During the telephone interview
- Answer the phone in a professional manner
Pick up within two to three rings, and answer in a professional manner, for instance, “Hello Alex speaking”. Maintain this professional tone throughout the call.
- Have all the information you’ll need to hand
Keep your CV, bullet points of your key skills and achievements, plus any headline information about the company in front of you in case you get stuck. Remember not to read these notes word for word, and be careful not to shuffle the paper too loudly and give the game away!
- Adjust your body language
Even though your interviewer can’t see you, getting your body language right during your telephone interview can make all the difference to how you sound and come across. Sitting up straight or standing when answering questions will improve how well you project your voice, and smiling and gesticulating will inflect a positive intonation as you speak.
It is harder to appreciate just how fast we are speaking over the phone, especially when we are nervous. If you notice this happening, pause and take a deep breath. I would also recommend getting up and walking around, this can help you to regulate your speaking patterns and feel more at ease.

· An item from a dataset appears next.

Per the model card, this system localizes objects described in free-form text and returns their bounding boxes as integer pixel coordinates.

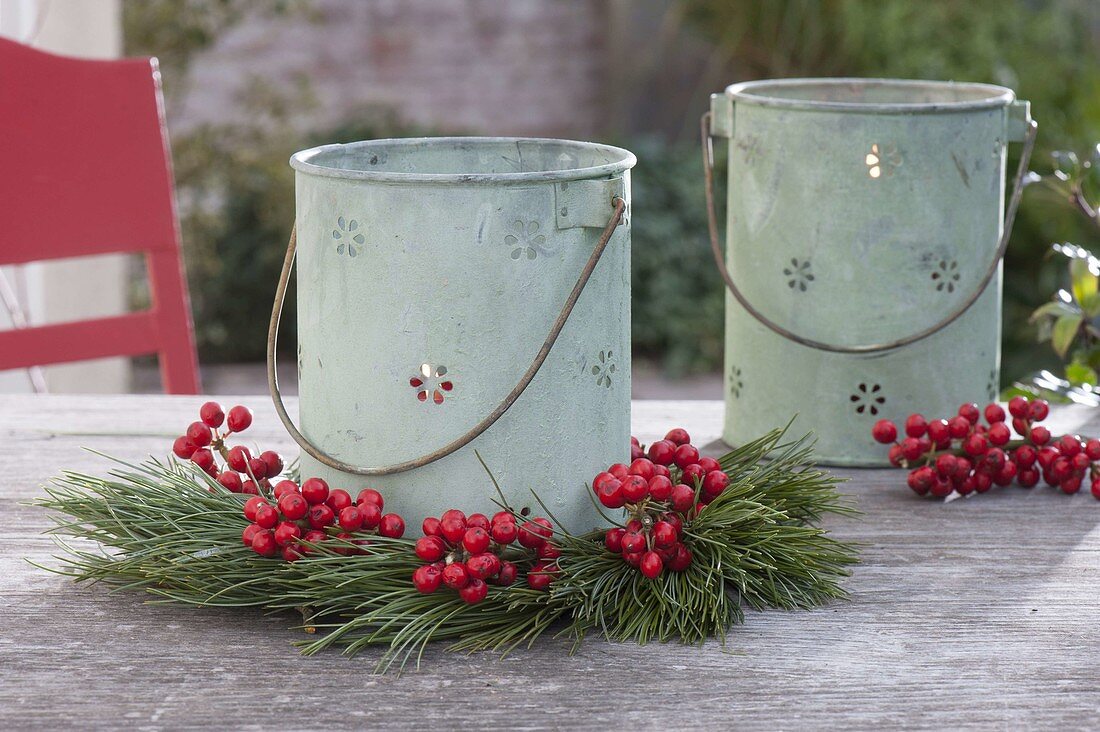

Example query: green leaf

Just because the interviewer can’t see you, that doesn’t mean you can get away with bad manners. Avoid eating and chewing gum, this can be very off putting for the interviewer, and certainly don’t start doing anything else which could be perceived as rude during a face-to-face interview, such as scrolling through social media on your phone or messaging your friends. It will be obvious to the interviewer that you are distracted.

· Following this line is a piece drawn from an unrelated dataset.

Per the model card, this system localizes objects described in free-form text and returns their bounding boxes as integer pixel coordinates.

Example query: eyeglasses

Interrupting people too much is also deemed as bad manners, and unfortunately is more likely to happen during a telephone interview, mainly because you can’t read the interviewer’s visual cues in order to judge whether they have finished talking. Avoid interrupting the interviewer by pausing for a second once you think they have finished speaking, before you start responding.
Conclude as you would a face-to-face interview
On the subject of manners, remember to thank the interviewer for their time, and state that you enjoyed learning more about this opportunity. Reiterate your interest in the role, and clarify the next steps if the hiring manager hasn’t already done so.
Again, just because this isn’t a face-to-face interview, doesn’t mean you can’t leave a strong last impression with the interviewer.
After the telephone interview
After the interview, if you are still interested in taking this opportunity further, I would advise that you follow up just as you would a face-to-face interview. Phone your recruiter straight after the interview to give your feedback, and send a thank you note to the interviewer via your recruiter, affirming again, just how interested you are in this opportunity. Remember to keep your phone close by in the coming days.
Top tips for keeping calm during a phone interview
– Plan ahead
– Find a quiet place with no distractions
– Count to ten before the call
– Control your breathing
– Have your CV to hand
– Stay positive
– Have water at the ready
Hopefully by now you are feeling clearer on how best to prepare for a telephone interview. The key is to perfect your telephone manner, specifically your verbal communication skills, and put as much effort into preparing as you would a face-to-face interview.